Road Building

The first group of alternative service workers was sent to Montreal River Camp, near Sault Ste. Marie, Ontario. This site, on the shores of Lake Superior, had formerly been a lumber camp. Beginning in July 1941, however, it became a CO work camp. The main work project was the extension of the Trans-Canada Highway. The COs were charged with constructing this road through the rugged Canadian Shield.

Ben Bergen was in the second group of COs who went to Montreal River.

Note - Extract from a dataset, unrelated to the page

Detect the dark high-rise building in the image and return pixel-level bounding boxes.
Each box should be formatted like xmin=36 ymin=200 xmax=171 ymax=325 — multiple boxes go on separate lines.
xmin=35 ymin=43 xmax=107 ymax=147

“Our first work day [in Montreal River] was December 10, 1941. The suits disappeared and everyone brought out their own work clothes. The work consisted of rock drilling, blasting, and shovelling stones and gravel onto a dump truck by hand. We also had to fell trees and haul them away. We were working on Highway 17. It was a far cry from what it is now. We were cutting a road that would later become part of the Trans Canada Highway.” [ASM, 55-58

Historian John Toews wrote one of the earliest accounts of alternative service during the Second World War. “It is of interest to note,” he wrote, “that the Surveys and Engineering Brach found that this camp produced the most work per man-day of any camps then in operation in which non-conscientious objectors were employed who were paid at prevailing prices.” [Toews, 76]

Trail Work



The COs in Montreal River were later transferred to national parks and the BC Forestry Service as part of a diversification of the alternative service program. Many, however, continued to build roads. In total, COs constructed or improved 881 km of roads during the Second World War. As part of this, they also built 656 culverts and 49 bridges. As part of the BC Forestry Service alone, where roughly half the road building was done, COs spent over 51,000 man days (140 man years) on these projects. They did not have modern power equipment so much of the work was done by hand or with horses.